L’enfant joue aux cartes pour flairer la table comme un trèfle à quatre feuilles. Quand l’enfant joue aux cartes, il sait que la table où il se tient assis est le trèfle à quatre feuilles d’un bonheur géant.

 

Quand l’enfant joue aux cartes, il sait que les mains des hommes sont les outils de l’oisiveté.

 

Quand l’enfant joue aux cartes il découvre qu’il y a des figures humaines siamoises d’elles-mêmes.
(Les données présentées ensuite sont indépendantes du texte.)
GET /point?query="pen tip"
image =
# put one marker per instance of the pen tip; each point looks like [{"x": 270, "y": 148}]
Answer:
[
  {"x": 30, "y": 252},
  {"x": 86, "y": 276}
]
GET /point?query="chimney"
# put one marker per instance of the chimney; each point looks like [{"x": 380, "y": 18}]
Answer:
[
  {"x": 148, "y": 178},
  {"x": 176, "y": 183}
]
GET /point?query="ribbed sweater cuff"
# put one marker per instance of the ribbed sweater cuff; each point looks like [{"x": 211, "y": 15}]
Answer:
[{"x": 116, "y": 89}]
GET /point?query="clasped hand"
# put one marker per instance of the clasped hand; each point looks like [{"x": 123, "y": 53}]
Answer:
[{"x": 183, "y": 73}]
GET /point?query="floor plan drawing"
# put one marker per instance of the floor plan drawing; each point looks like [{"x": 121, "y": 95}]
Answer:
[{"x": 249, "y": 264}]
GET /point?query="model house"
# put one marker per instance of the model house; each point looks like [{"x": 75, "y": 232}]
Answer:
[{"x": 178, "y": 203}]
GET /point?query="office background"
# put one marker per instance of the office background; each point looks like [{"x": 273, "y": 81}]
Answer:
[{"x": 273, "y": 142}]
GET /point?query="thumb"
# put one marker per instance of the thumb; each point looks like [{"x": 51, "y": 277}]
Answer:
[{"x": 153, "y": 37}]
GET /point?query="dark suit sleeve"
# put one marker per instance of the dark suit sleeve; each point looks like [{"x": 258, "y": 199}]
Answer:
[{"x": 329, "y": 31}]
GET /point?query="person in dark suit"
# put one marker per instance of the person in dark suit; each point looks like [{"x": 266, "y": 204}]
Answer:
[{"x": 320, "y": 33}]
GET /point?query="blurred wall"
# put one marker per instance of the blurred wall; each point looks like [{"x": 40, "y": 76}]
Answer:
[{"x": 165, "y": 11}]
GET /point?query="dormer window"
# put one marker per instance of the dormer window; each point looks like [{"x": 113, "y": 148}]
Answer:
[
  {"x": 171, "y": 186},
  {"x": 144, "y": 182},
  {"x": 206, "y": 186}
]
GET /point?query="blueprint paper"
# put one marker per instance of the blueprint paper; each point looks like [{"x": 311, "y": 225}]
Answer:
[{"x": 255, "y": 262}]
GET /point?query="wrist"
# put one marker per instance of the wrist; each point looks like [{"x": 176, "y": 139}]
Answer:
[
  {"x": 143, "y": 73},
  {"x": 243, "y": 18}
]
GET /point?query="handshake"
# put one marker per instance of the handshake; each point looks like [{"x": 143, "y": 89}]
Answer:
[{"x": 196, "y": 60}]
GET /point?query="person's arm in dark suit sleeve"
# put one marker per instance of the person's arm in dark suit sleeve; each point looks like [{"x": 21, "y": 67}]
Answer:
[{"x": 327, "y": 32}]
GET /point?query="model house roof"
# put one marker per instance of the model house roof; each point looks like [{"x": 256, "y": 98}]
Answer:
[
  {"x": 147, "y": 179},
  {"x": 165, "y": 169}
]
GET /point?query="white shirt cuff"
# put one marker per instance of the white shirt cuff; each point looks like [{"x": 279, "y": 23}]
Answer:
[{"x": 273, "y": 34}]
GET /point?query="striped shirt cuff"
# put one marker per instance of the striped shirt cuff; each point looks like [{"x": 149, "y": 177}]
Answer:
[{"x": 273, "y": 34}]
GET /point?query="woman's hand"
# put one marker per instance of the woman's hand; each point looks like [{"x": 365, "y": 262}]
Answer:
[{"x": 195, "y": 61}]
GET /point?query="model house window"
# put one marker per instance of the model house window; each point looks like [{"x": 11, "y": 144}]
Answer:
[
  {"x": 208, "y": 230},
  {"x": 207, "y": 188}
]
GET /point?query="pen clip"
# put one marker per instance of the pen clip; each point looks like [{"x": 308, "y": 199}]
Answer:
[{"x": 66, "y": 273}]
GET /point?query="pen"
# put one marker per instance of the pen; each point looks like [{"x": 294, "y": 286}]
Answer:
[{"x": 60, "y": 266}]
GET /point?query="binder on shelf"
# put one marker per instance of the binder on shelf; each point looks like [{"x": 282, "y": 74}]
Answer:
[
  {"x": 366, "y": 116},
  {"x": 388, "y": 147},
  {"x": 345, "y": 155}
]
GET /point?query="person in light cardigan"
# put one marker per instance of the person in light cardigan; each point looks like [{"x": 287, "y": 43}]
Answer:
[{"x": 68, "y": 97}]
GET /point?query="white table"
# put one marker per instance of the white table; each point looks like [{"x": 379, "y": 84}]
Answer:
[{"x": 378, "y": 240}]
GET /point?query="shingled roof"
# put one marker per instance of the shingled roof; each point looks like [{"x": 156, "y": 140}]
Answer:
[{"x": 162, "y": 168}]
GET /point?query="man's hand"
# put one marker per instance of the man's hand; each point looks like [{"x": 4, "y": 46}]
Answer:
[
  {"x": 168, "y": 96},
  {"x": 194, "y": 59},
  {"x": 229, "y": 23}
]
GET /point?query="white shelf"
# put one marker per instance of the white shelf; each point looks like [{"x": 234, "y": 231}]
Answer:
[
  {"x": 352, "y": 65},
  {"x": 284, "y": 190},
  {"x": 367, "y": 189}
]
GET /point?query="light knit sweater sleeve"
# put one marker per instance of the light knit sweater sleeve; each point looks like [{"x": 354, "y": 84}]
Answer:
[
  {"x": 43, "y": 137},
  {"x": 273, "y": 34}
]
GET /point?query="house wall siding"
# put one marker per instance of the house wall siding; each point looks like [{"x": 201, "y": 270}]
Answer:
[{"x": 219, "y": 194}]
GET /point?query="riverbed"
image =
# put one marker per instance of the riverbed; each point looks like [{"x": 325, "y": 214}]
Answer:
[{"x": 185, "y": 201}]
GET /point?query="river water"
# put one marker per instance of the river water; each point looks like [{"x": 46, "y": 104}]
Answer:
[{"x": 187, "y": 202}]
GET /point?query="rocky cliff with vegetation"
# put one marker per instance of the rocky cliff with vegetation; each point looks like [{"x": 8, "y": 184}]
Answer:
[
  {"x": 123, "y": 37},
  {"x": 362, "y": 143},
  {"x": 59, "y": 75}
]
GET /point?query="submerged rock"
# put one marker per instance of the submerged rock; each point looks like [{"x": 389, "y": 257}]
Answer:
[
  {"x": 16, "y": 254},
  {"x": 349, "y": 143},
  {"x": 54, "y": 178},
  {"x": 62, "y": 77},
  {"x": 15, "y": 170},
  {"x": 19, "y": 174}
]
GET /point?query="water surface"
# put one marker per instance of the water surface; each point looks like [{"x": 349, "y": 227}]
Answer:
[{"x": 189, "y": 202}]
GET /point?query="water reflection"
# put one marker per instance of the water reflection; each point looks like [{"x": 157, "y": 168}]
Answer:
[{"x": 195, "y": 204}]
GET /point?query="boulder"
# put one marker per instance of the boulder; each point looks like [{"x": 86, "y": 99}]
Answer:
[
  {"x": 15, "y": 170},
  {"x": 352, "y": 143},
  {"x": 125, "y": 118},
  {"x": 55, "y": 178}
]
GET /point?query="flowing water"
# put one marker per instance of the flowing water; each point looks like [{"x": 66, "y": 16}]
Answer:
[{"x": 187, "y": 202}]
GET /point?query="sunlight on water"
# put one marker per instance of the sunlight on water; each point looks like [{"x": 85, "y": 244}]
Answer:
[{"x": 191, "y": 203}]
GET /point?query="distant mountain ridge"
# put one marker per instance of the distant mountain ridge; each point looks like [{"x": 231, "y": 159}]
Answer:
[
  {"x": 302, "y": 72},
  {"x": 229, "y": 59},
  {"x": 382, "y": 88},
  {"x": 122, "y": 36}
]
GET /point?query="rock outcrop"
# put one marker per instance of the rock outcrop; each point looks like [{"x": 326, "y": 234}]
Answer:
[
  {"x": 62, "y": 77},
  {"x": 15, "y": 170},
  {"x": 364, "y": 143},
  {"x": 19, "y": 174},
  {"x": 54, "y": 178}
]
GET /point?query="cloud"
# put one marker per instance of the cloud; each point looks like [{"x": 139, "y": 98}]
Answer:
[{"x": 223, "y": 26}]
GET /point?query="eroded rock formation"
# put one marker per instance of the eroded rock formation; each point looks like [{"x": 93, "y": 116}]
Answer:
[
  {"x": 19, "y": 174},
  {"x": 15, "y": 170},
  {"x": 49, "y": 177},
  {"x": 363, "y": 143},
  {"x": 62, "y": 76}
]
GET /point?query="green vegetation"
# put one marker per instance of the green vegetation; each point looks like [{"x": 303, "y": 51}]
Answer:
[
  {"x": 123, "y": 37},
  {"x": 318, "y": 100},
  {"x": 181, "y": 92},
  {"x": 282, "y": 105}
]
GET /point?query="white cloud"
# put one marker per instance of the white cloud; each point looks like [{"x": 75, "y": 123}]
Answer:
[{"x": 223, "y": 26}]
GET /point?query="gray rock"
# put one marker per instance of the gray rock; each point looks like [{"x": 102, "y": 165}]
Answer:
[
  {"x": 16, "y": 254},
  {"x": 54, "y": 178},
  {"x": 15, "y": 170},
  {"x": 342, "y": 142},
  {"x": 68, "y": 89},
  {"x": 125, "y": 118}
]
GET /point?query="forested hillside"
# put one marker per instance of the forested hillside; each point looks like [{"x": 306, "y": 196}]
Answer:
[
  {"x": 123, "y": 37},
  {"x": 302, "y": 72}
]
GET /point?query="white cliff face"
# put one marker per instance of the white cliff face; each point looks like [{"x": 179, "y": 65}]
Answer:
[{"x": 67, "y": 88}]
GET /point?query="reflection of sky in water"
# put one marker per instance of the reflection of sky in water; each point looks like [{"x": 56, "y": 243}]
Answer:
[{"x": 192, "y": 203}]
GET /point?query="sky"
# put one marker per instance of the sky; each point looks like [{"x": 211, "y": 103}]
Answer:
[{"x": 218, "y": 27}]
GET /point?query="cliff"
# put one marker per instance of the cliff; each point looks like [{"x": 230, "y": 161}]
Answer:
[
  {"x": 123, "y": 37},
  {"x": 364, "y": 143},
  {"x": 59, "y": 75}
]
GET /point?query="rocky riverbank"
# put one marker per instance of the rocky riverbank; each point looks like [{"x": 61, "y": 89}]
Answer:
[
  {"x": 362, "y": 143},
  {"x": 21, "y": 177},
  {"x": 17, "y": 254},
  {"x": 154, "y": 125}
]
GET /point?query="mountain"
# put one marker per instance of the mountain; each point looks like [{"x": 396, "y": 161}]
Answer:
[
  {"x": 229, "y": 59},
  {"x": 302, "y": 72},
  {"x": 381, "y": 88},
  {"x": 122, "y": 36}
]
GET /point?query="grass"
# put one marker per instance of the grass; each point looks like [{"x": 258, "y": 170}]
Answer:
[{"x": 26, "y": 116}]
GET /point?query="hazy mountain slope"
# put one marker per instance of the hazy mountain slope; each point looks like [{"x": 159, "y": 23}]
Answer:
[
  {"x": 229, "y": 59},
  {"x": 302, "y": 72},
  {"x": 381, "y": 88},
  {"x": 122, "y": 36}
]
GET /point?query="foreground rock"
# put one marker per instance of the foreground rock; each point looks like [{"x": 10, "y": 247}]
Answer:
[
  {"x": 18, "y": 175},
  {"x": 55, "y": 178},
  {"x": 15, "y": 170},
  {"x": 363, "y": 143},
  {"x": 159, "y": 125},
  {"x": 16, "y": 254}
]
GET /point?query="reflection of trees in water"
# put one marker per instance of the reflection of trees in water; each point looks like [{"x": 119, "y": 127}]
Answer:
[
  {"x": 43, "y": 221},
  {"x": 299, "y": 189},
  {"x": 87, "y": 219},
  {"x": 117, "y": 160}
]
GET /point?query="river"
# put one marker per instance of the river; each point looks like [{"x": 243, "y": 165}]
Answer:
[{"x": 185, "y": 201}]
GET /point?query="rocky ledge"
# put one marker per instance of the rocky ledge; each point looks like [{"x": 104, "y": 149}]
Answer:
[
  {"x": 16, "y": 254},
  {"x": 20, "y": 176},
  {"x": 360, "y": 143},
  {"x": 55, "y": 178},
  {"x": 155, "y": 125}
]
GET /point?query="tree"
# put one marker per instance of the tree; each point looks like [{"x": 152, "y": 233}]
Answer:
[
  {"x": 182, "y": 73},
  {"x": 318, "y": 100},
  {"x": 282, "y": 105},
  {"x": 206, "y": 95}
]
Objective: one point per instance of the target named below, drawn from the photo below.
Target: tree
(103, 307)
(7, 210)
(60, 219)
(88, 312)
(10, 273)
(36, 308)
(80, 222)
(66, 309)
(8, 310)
Quand l‘enfant joue aux cartes, il découvre que la table est parfois le lieu de rendez-vous entre  les nombres, les fleurs, les organes du corps et les figures humaines siamoises d’elles-mêmes.

 

L’enfant sait que c’est la ressemblance des hommes les uns avec les autres qui bat et distribue les cartes à jouer.

 

L’enfant distribue les cartes comme il plante des cheveux à l’intérieur du crâne d’un géant. L’enfant distribue les cartes comme il plante des racines d’écailles à l’intérieur de la tête de la terre, à l’intérieur de la tête de géant de la terre. L’enfant distribue les cartes comme il plante des racines d’écailles à l’intérieur du cratère d’un volcan, à l’intérieur du quadrilatère d’un volcan.

 

L’enfant joue aux cartes afin de poster la table à l’adresse du volcan.

 

L’enfant joue aux cartes afin de cueillir la table. L’enfant joue aux cartes comme il cueille la mémoire de la table. L’enfant joue aux cartes comme il cueille la mémoire mathématique de la table.

 

L’enfant joue aux cartes avec la disposition des meubles. L’enfant joue aux cartes avec les ombres des meubles.